Step-by-step explanation:
The student's question involves the concept of back electromotive force (emf) in an electric motor. Back emf is the voltage that opposes the input voltage and is generated by the motor's operation due to electromagnetic induction. The motor operates on 6.00 V, develops a 4.50 V back emf at normal speed, and draws 3.00 A at this speed. When the motor is starting, the back emf is zero because the motor has not achieved normal operating speed yet.

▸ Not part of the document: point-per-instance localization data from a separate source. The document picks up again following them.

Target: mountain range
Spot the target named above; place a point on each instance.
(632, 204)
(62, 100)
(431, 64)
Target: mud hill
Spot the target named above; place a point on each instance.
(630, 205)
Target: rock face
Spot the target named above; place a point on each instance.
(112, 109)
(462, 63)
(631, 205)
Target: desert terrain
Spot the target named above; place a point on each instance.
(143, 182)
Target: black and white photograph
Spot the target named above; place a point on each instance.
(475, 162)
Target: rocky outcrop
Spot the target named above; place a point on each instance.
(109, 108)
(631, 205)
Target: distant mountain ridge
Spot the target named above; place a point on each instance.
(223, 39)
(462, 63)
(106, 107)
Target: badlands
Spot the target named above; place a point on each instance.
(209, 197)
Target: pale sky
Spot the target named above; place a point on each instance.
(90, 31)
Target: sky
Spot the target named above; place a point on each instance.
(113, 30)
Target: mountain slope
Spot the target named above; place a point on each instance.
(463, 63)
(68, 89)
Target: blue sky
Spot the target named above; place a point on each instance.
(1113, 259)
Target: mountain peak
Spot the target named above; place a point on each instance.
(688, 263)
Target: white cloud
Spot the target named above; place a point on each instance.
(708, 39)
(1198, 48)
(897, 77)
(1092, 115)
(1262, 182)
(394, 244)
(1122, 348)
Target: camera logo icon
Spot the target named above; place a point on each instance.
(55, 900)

Therefore, the current draw when starting can be computed by using Ohm's Law (I = V/R), where V is the input voltage and R is the resistance of the motor.
At normal speed, the effective voltage (input voltage - back emf) is 6.00 V - 4.50 V = 1.50 V. With the given normal operating current of 3.00 A, using Ohm's Law, the resistance R of the motor can be calculated as R = V/I = 1.50 V / 3.00 A = 0.50 ohms. When the motor is starting, the full input voltage of 6.00 V is applied across this resistance. Thus, the starting current is I = V/R = 6.00 V / 0.50 ohms = 12.00 A, which corresponds to option (d).